I will give first a brief history of the Orkney case and Inquiry, not assuming people are necessarily familiar with it. The Orkney islands are a small group of islands off the far north-east coast of Scotland, capital Kirkwall.

Brief history of the Orkney case and inquiry

In November 1990 a teenage girl, one of 15 children in the disadvantaged W family in South Ronaldsay, Orkney, alleged sexual contact by her older brothers and a church minister. Seven younger brothers and sisters were removed from home into state care by social workers under place of safety orders.

Until February 1991, a public campaign by some Orkney people to return the W children included the clergyman and his wife, a doctor, and several parents whose own children were later removed.
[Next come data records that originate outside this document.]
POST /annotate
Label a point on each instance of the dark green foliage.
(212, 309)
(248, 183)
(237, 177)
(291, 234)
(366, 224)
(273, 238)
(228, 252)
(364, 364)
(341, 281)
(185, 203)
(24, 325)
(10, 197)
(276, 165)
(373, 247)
Social workers were puzzled by the huge volume of correspondence being sent to the young W children, and by the many baffling messages, objects (such as a hammer) and symbols it contained.
In February 1991, during interviews by Royal Scottish Society for Prevention of Cruelty to Children (RSSPCC) and police officers, three young W children separately made allegations of organised sexual abuse and strange outdoor rituals in a quarry and on a beach in South Ronaldsay. They claimed many adults and children were involved, including the clergyman and four families. They described strange costumes, musical equipment, portable lights, trailers, a ‘hooker’ (a type of shepherd’s crook) and being pulled from a circle of people into the abusive clergyman at the centre.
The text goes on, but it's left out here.